We designed a cocktail (blue) of four polypeptides (cyan) that covers 99% of the pathogens, even though the single fragments only cover between 85 and 95%. The orange and red bars correspond to an epitope mixture designed by OptiTope and a mosaic with the same number of amino acids respectively; the former was required to reach 99% pathogen coverage, and the latter was unconstrained.

### Mosaic design greatly increases immunogenicity and pathogen coverage compared to string-of-beads

We compared epitope mixtures to mosaics of the same length with respect to immunogenicity, conservation, pathogen and population coverage as we increased the number of admissible amino acids in the vaccine. The metrics for an epitope mixture are upper bounds for what can be achieved by a string-of-beads EV, as the cleavage requirements would only reduce the set of eligible epitopes that can be included in the vaccine. The mosaics were designed by enforcing minimum overlaps of four and eight amino acids, and the experiment was repeated for each bootstrap.

By leveraging overlaps, the mosaic designs were able to include more epitopes in the same number of amino acids, resulting in improved immunogenicity, pathogen coverage and conservation compared to the epitope mixtures (Fig 6). The mosaic with overlap of eight amino acids, however, could not be improved substantially after 172 epitopes (180 amino acids), and plateaued by 360 amino acids. This happened because there were not enough pairs of suitably overlapping epitopes to produce longer polypeptides. Relaxing the overlap requirements to at least four amino acids allowed the framework to produce pseudo-mosaic vaccines that contained less epitopes than the theoretical maximum, but had, nonetheless, much higher immunogenicity than the epitope mixtures. It is also evident that mosaic vaccines could inherently reach higher pathogen coverage with shorter polypeptides, even though no such constraint was imposed on the design. Conservation, however, remained mediocre.

Mosaic vaccines were much better than epitope mixtures or string-of-beads of the same length (blue), as long as the pathogens offer enough epitope variety. By enforcing an overlap between epitopes of eight amino acids (red), the vaccine did not improve after a certain length. This could be prevented by relaxing this requirement to only four amino acids (yellow). The vaccines are compared with respect to four metrics: immunogenicity (a), population coverage (b), pathogen coverage (c), and conservation (d). The experiment was repeated for each of the five bootstraps, and bars represent the resulting standard deviation. Note that these vaccines were not designed with pathogen coverage nor epitope conservation in mind; mosaics naturally reached higher values.

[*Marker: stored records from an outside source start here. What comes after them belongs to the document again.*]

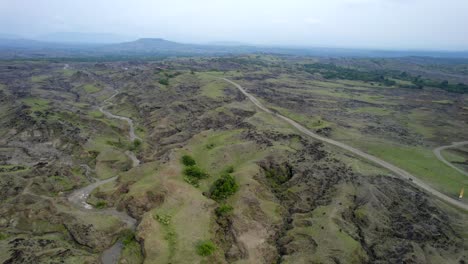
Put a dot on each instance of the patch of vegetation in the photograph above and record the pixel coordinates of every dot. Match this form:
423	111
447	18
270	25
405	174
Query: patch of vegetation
210	146
36	104
192	172
164	81
331	71
89	88
11	168
136	145
195	172
205	248
223	187
101	204
188	160
164	219
169	233
3	236
387	78
127	237
39	78
223	210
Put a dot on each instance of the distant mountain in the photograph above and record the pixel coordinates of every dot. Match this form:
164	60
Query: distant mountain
77	37
157	47
9	36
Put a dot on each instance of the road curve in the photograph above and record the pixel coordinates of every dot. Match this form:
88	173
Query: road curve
398	171
106	102
441	158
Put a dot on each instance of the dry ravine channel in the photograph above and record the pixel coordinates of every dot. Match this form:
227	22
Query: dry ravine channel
79	197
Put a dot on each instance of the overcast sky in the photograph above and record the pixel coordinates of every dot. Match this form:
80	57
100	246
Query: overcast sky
389	24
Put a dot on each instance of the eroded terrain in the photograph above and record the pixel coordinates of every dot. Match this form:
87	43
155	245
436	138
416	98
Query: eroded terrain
251	188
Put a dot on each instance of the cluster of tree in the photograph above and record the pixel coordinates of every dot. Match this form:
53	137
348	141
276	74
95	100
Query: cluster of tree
331	71
419	83
387	78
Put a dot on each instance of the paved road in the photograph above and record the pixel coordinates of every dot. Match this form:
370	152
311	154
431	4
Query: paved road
441	158
398	171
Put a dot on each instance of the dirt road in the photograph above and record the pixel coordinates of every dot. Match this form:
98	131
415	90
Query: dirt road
80	196
110	115
398	171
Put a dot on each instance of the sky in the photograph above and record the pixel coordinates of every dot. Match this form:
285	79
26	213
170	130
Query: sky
383	24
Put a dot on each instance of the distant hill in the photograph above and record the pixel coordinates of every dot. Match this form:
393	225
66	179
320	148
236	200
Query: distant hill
77	47
77	37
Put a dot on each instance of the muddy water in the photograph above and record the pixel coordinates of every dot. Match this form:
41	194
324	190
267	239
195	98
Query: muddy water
79	197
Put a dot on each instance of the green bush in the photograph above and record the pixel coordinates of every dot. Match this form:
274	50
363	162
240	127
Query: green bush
223	187
195	172
205	248
188	160
192	181
127	237
101	204
229	169
164	81
223	210
136	145
3	236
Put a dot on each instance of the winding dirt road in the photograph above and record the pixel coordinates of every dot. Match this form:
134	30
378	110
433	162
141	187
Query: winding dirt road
441	158
106	104
398	171
79	197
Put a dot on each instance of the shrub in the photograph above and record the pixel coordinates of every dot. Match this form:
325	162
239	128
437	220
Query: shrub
188	160
164	219
192	181
205	248
164	81
101	204
223	210
229	169
127	237
195	172
136	145
223	187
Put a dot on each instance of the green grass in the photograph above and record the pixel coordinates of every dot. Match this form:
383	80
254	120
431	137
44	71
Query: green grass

### Short mosaic vaccines achieve very high coverage

We designed mosaic vaccines composed of a single polypeptide on each of the five bootstraps following the genetic algorithm introduced by Fisher *et al.* [20, 41], using the recommended parameter settings (notably, unlike our framework, the length of the polypeptides cannot be specified). We then used our framework to design a mosaic vaccine of the same length (206 amino acids), with at least the same pathogen and population coverage and epitope conservation. This resulted in very similar mosaics with essentially the same properties, covering the same 26 MHC alleles and 99.1% of pathogens, an average epitope conservation of 28%, and immunogenicity of 10.8. However, Fisher *et al.* optimize for coverage, not for immunogenicity. When we did the same, we were able to achieve the same properties with a reduction in epitopes of about 50%, indicating the Fisher *et al.*’s solution was sub-optimal (the alternative ILP formulation is in Table A of S2 Appendix).

### Long mosaic vaccines inherently target conserved regions

The previous experiments showed that mosaic vaccines can reach very good pathogen coverage with ease. Intrigued by this characteristic, we studied and compared the exact positions covered by the epitopes of mosaic and string-of-beads vaccines.

The vaccines were designed on the complete pathogen set. The string-of-beads contained 20 epitopes, the short mosaic vaccine 28 amino acids, and the long mosaic vaccine 90 amino acids. We then aligned the pathogen sequences using MAFFT [42] and counted how many epitopes in the EVs covered each position. We also computed the potential immunogenicity of a position as the sum of the immunogenicities of all the epitopes covering that position, and used position-specific entropy to quantify the variation among sequences [43] (Section B in S1 Appendix). Finally, we ignored the positions where the consensus sequence was a gap.

Analyzing the epitopes included in the vaccines showed that they did not appear in random positions of the pathogens, but were concentrated in a few distinct regions that differed between vaccines (Fig 7b). It was evident that string-of-beads vaccines, cleavage requirements aside, targeted the most immunogenic regions with no regards for their conservation, whereas mosaic vaccines, especially longer ones, preferred to focus on conserved regions. These correlations, as quantified by the Spearman coefficient (*ρ*), were generally weak or moderate, but statistically significant (Fig 7c). The epitope mixture’s coverage was well correlated with immunogenicity (*ρ* = 0.617, p = 4 ⋅ 10^{−22}), but not with entropy (*ρ* = 0.066, *p* = 4 ⋅ 10^{−1}). The long mosaic vaccine sought immunogenic (*r* = 0.350, *p* = 4 ⋅ 10^{−7}), but low entropy regions (*ρ* = −0.353, *p* = 3 ⋅ 10^{−7}). Interestingly, the short mosaic vaccine covered an entirely different region and was correlated with both immunogenicity (*ρ* = 0.228, *p* = 1 ⋅ 10^{−3}) and entropy (*ρ* = 0.410, 2 ⋅ 10^{−9}). Entropy and immunogenicity are, curiously, not correlated (*ρ* = −0.015, *p* = 8 ⋅ 10^{−1}).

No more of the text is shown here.